The Wahkiakum County Eagle - Established as The Skamokawa Eagle in 1891

County awaits report for action on slide

Safety concerns limit traffic

 


It's too soon to allow traffic on the Elochoman Valley Road near a slow moving landslide, Wahkiakum County officials decided Tuesday.

Officials closed the road two weeks ago after residents in the area heard cracking trees and informed the neighboring property owner who investigated and found large cracks in the ground indicating a massive landslide.

Residents of two houses in the path of the slide have evacuated their houses, and the county has erected a gate to block traffic up the road. Timber industry workers have had to use forest roads to reach work sites beyond the gate, and the resident of one house beyond the gate but not in the slide area has had to pass through the gate when leaving the house.

Meanwhile geologists working for the Department of Natural Resources (DNR) and Hancock Forest Industries, the land owner, have been studying the slide in order to understand its structure and potential movements.

On Tuesday, county Commissioner Dan Cothren relayed a suggestion from timber companies that they be allowed to issue passes to employees or contractors needing to pass the gate to reach work sites. Besides having to deal with a gate on a county road and the inconvenience of the gate, loggers will soon be ready to haul loads from units above the slide, and alternate routes are steep and troublesome for loaded trucks, Cothren said.

Other officials were sympathetic but unwilling to risk someone's safety.

"We closed that road for safety reasons," said commission Chair Mike Backman. "They should be going around. If we're not doing this for safety, why are we doing it?"

Colleague Blair Brady agreed, citing the risk of liability exposure.

"It was never my intention to have that locked up all the time," Cothren said. "There's too much land base locked up.

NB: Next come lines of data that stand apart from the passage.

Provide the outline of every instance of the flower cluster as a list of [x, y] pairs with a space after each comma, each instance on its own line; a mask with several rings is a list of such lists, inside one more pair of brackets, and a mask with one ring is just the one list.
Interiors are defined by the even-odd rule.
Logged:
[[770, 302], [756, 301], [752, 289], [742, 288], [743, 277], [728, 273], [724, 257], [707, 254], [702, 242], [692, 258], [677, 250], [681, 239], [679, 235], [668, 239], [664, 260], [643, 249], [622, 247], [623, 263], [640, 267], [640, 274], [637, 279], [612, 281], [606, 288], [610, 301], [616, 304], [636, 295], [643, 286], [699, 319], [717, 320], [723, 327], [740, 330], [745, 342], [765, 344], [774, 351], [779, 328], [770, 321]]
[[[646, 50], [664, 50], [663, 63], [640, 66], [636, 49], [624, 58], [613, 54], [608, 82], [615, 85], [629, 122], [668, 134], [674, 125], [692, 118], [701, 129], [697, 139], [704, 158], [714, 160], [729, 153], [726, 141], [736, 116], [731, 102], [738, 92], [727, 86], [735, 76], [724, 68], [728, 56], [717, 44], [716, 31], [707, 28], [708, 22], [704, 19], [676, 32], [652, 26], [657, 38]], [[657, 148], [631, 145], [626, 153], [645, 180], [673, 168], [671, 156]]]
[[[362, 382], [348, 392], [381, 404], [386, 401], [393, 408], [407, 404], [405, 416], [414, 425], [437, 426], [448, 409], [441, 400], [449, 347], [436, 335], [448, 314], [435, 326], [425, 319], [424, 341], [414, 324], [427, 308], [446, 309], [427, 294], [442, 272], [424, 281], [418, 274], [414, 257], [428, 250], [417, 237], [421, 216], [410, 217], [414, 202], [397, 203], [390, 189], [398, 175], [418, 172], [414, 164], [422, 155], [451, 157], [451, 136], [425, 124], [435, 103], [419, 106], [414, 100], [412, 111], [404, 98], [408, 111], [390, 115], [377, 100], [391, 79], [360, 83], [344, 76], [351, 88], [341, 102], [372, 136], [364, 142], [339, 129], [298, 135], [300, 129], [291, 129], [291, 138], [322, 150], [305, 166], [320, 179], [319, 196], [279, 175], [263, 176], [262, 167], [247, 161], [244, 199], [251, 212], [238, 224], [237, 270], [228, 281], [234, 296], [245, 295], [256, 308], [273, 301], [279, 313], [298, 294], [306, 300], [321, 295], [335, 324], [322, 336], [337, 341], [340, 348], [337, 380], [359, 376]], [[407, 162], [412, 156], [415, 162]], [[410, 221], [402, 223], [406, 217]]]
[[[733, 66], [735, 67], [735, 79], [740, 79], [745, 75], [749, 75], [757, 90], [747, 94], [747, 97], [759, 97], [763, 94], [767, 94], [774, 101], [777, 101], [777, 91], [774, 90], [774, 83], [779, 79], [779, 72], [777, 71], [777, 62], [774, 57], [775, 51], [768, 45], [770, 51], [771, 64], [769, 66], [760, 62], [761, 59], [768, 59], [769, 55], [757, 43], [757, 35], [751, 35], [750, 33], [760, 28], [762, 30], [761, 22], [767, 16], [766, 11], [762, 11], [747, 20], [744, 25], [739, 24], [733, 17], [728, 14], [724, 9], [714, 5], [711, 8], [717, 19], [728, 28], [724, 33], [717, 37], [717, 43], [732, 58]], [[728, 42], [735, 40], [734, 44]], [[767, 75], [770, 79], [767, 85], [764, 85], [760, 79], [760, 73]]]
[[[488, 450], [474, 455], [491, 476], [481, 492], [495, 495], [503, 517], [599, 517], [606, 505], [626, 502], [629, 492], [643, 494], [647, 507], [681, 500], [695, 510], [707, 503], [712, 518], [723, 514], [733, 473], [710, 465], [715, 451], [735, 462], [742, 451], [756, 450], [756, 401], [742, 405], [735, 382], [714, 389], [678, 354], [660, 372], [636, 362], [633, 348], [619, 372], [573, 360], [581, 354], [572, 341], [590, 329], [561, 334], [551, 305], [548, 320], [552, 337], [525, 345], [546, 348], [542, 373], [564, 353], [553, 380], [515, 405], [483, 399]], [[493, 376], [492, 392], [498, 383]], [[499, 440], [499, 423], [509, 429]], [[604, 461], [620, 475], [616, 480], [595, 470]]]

It's a big thing to have it locked up.

Cothren suggested that if the geotechs feel the slide is stable, the road could be opened for some use.

"So until we get the geotechnical evaluation, we're done; there's nothing we can do," Brady said.

"We need all the entities together to talk about this," Cothren said. "Maybe we can open the road when it [weather] is dry."

"Gate or no gate, if somebody rides that slide into the river, everybody will get sued," commented Prosecuting Attorney Dan Bigelow. "Until we know what the risks are, we can't manage it.

"You need to know the risks before you open it."

Commissioners also discussed the location of the gate and the inconvenience to the remaining resident whose property isn't threatened by the slide.

County Engineer Paul Lacy said the gate was placed at a school bus turn around so that motorists would be able to reverse their course. Further up the road beyond the occupied house, there would be no good way to turn around, he said.

In the end, commissioners decided to maintain the closure.

"Until we have the geotech report, it's all moot," Brady said. "As soon as we get the report in, we'll see what we can do."